International student mobility has shown a steady upward trend over the past two decades, from 2.2 million to 6.4 million. Historically, student flows have been from the South to the North and from low-income to high-income countries. Today, however, more and more students, especially from sub-Saharan Africa, are also choosing to study in China. While France remains the most popular destination, with more than 137,000 students from the African continent in 2022, China is now a strong contender, from a few hundred in 2000 to 80,000 in 2020 with the United States hosting 40,000 in the same year. This surge in student mobility will only continue to increase over the next 20 years.
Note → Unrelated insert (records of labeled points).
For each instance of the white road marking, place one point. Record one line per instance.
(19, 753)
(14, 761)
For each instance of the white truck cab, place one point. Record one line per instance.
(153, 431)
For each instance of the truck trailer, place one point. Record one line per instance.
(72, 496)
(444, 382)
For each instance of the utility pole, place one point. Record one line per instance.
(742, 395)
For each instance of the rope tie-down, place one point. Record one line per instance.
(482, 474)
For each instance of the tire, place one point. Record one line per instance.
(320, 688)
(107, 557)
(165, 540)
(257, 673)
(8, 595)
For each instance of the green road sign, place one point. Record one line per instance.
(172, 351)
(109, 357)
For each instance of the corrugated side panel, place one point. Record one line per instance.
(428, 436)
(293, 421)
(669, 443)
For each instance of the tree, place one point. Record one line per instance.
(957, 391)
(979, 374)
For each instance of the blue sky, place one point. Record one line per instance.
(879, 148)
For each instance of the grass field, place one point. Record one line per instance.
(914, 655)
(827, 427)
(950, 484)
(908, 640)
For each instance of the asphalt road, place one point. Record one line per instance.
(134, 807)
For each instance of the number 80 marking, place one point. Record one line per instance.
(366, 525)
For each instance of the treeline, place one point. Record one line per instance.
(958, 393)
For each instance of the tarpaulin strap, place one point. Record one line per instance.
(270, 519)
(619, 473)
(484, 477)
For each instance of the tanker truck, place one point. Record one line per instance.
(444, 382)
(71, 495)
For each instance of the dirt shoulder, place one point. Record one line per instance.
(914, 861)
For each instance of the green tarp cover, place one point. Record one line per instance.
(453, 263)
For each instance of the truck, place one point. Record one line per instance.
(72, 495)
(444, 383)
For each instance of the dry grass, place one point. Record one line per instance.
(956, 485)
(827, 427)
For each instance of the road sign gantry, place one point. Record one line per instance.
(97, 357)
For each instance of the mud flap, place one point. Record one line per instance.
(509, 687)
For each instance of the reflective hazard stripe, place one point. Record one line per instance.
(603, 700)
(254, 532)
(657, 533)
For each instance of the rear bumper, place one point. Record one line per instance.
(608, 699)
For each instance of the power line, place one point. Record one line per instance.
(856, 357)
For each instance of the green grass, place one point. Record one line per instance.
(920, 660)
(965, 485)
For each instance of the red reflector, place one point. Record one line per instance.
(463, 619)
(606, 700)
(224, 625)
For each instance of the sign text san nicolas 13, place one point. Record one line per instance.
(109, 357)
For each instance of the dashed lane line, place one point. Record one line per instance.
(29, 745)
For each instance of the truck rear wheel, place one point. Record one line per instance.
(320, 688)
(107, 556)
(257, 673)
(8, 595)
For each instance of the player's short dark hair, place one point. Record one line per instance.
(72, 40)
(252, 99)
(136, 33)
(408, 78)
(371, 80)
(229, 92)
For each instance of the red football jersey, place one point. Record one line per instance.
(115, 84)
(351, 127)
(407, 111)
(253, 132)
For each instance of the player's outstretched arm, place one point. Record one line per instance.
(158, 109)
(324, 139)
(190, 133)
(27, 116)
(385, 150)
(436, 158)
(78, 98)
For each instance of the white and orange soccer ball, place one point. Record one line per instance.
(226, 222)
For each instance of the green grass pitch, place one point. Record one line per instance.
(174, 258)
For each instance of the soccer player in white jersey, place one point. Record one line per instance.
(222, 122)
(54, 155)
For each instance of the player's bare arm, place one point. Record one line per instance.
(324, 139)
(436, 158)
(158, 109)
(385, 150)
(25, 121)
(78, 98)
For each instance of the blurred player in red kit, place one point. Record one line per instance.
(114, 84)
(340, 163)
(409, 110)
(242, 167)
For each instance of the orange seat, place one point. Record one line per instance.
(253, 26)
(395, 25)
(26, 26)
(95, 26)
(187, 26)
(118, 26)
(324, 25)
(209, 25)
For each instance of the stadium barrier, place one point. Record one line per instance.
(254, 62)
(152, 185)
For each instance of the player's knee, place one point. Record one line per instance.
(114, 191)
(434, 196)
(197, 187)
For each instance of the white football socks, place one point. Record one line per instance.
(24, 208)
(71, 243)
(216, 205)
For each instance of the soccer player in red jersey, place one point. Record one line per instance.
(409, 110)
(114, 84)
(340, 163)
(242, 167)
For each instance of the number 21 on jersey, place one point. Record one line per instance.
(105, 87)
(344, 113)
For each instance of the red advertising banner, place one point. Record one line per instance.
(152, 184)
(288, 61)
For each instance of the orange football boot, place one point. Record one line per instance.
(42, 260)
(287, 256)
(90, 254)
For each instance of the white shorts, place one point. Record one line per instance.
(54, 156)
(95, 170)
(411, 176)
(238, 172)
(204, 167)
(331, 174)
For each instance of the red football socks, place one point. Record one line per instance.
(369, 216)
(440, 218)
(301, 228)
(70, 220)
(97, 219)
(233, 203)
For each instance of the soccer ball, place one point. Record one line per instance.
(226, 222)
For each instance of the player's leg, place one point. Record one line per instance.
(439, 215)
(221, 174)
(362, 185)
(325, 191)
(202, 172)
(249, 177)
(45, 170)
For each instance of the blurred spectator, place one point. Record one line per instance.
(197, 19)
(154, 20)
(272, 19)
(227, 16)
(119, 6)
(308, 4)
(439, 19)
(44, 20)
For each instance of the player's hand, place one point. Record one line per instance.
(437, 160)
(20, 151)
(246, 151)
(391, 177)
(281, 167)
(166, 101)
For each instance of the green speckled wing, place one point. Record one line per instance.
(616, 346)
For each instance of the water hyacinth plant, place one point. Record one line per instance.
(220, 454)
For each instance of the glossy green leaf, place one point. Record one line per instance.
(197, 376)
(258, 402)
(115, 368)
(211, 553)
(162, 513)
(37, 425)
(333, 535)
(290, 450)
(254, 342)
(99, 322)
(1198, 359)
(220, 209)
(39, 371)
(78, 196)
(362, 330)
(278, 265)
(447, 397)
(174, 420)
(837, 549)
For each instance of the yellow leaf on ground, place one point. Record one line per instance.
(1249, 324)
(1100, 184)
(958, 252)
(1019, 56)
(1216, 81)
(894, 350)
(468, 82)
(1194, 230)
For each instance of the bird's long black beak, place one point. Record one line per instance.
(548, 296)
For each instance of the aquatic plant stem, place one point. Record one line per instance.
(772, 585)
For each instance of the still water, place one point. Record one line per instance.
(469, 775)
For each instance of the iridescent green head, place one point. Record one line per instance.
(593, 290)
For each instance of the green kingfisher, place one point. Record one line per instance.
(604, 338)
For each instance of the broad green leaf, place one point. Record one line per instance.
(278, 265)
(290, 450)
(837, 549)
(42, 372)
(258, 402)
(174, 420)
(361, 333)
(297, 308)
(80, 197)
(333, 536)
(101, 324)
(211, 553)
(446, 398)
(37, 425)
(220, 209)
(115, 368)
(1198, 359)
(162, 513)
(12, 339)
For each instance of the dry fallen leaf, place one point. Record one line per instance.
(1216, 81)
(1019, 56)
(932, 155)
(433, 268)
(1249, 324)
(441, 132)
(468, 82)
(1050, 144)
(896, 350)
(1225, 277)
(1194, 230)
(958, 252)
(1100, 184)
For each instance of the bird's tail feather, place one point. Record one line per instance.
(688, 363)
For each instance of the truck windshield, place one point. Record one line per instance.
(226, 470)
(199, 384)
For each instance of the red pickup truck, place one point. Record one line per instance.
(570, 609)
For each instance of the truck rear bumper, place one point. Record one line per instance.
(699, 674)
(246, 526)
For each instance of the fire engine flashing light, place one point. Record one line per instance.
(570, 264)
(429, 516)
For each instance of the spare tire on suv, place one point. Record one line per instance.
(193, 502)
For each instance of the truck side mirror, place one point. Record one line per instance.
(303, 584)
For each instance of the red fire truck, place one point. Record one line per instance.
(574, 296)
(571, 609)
Therefore, students from Africa will be more and more exposed to different educational systems. For instance, despite their diversity, European education systems are characterised by a strong emphasis on theoretical knowledge and research. The United States encourages broader knowledge and critical thinking, but also practical training, while China’s education system insists on the accumulation of knowledge in the STEM (science, technology, engineering and mathematics) subjects. Besides educational systems, students also get in contact with different political, social and economic systems.
Given the tendency of African students to return to their home countries after their studies – for example, 70% of MBA students want to return to Africa after their studies in the top 10 European and American universities – it remains imperative for us to reflect on how exposure to diverse educational, social and political systems might impact developmental challenges and international relations in the future.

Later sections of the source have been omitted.